The bill would also prohibit service monkeys from being used in public, limiting them to in-home use. Still, numerous groups have come out against the proposal, including the American Veterinary Medical Association, pointing to possible concerns over diseases and safety.
"Monkeys do not belong in human homes, whether as pets or service animals," Sarah Baeckler Davis, executive director of the North American Primate Sanctuary Alliance, told the Associated Press. She added that placing monkeys in homes “creates a significant public safety concern.”
April Truitt of Kentucky’s Primate Rescue Center echoed similar concerns.
"The intentions of people who are in favor of this are honorable, but misguided," she told the Courier-Journal. "Wild animals aren't suitable as companion animals. Having a wild animal in your home puts both the animal and the owner at risk of getting injured."
"Monkeys are not domesticated animals," she added. "They cannot be made so in one generation or 20."
However, another group disagrees. The Boston-based Helping Hands Monkey Helpers has placed service monkeys across the nation since 1979, and says capuchin monkeys - which are put through a training process of multiple years - make for great assistants in the home.
"We have 35 years' worth of history in our organization saying that they can provide service and they can be safe and wonderful companions to people in need," the group's executive director, Megan Talbert, told AP.
Making the situation more complicated is the fact that former Governor Paul Patton issued an executive order banning the entry of primates into the state following a reported monkeypox outbreak in 2003.

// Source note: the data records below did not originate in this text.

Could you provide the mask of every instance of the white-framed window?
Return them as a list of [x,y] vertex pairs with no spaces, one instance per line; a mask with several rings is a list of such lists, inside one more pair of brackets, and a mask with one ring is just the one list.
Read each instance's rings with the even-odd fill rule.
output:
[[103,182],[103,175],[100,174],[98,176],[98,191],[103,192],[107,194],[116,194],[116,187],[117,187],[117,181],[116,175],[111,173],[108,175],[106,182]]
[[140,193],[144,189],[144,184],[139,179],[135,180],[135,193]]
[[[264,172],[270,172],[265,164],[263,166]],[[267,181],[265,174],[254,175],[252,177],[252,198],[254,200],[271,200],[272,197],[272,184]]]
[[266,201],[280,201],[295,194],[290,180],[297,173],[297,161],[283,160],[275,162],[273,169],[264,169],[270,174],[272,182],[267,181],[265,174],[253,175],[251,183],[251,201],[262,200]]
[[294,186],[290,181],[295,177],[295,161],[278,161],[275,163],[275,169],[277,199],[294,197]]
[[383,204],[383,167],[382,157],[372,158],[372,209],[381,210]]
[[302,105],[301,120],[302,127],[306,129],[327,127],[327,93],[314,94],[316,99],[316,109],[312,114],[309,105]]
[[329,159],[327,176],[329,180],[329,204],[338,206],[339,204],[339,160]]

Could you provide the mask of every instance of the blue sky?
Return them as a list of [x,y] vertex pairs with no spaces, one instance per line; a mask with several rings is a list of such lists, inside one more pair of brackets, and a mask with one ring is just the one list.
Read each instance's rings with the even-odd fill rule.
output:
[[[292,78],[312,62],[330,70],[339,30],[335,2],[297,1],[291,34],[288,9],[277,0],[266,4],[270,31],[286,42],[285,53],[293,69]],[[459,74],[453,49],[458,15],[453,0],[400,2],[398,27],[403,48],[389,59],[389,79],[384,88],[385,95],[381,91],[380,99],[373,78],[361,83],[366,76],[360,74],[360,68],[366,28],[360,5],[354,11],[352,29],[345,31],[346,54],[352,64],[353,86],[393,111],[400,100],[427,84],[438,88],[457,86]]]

The Kentucky Department of Health has yet to take a stand on the proposal. While the US Justice Department does not approve of using primates as service animals, its guidelines are non-binding and leave room for states to make their own decisions.
Shickel himself isn't sure if his bill will pass, but said it’s worth discussing new ideas to help those in need.
"I'm here to open the discussion, talk about it, see if we can work something out," he told the Courier-Journal. "If we can't, we can't. If we can, we can. This is about trying to help people if we can help people...I knew when I filed the bill there would be pros and cons."